What do Rubix Cubes, Kit-Kat bars, Pantone 1837, Louboutin shoes, the smell of Play-Doh, and the decor of the Apple Store have in common? All have been the subject of heated legal debate to determine whether these non-traditional brand markers should be granted the status of regular trademarks. This week, Sciences Po welcomed academics and lawyers involved in the debate for a conference on ‘The Protection of Non-Conventional Trademarks’. The event marked the forthcoming publication of a collection of essays on the subject by intellectual property experts, Professors Irene Calboli and Martin Senftleben.
Attendees first heard from Calboli, who discussed the detrimental implications of trigger-happy trademark registration on the market.
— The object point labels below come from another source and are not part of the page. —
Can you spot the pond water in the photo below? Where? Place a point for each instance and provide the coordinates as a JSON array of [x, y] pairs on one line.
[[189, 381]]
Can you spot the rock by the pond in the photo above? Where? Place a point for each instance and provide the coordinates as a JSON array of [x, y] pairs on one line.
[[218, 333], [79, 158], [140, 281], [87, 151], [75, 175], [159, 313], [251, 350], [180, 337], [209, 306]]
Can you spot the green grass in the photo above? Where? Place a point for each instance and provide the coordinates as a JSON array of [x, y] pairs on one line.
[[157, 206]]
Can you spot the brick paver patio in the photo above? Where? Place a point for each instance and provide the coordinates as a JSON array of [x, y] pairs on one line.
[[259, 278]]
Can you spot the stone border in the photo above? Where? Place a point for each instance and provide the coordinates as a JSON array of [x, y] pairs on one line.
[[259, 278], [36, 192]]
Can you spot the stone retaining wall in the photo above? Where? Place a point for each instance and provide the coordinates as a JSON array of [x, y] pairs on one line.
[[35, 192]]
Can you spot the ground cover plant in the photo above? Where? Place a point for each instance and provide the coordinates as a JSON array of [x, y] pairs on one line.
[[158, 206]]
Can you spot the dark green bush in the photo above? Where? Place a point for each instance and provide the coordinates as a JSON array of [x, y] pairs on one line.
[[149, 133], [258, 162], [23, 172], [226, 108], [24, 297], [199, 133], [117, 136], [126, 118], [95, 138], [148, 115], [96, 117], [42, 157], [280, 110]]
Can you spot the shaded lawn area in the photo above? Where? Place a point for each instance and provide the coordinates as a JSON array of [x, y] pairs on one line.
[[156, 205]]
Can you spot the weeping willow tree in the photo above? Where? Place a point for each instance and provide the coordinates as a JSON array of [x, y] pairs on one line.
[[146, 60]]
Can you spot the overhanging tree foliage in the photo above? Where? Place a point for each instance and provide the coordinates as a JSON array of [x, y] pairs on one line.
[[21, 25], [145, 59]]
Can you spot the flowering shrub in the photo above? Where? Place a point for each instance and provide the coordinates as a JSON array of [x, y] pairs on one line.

Where does the line fall between defending a firm’s right to protect its brand identity and allowing it to exercise a monopoly? Calboli stressed the “chilling effect” that excessive trademarks can have on creativity and competition in the market, resulting in reduced incentives for productivity and investment, all while increasing the cost of products themselves. Her conclusion from a public policy standpoint: we should not protect more than is strictly necessary.
“What is a mark? It’s a very very large definition with a very low threshold to prove distinctiveness. We need to avoid descending into a slippery slope where anything that is deemed original or eye-catching can meet the grade for distinctiveness and thus be registered as a mark.”
Senftleben approached the issue from a cultural perspective, addressing the overlaps between copyright and trademark law. While the expiry date of copyright allows intellectual property to pass into and enhance the public domain, registered trademarks risk freezing the “raw materials for cultural creativity” in perpetuity. The moment a character, colour, smell, shape, pattern is fixed as a trademark it can no longer be a source of creative inspiration. Focussing on the example of attempts by the city of Oslo to register two of their most famous cultural monuments as trademarks, Senftleben warned against the particular potential of non-traditional marks to infringe on artistic freedom.
Calboli and Senftleben’s interventions were followed by a panel discussion with two trademark lawyers, as well as members of the audience. The event was organised and moderated by Sciences Po’s own intellectual property expert, Professor Séverine Dusollier.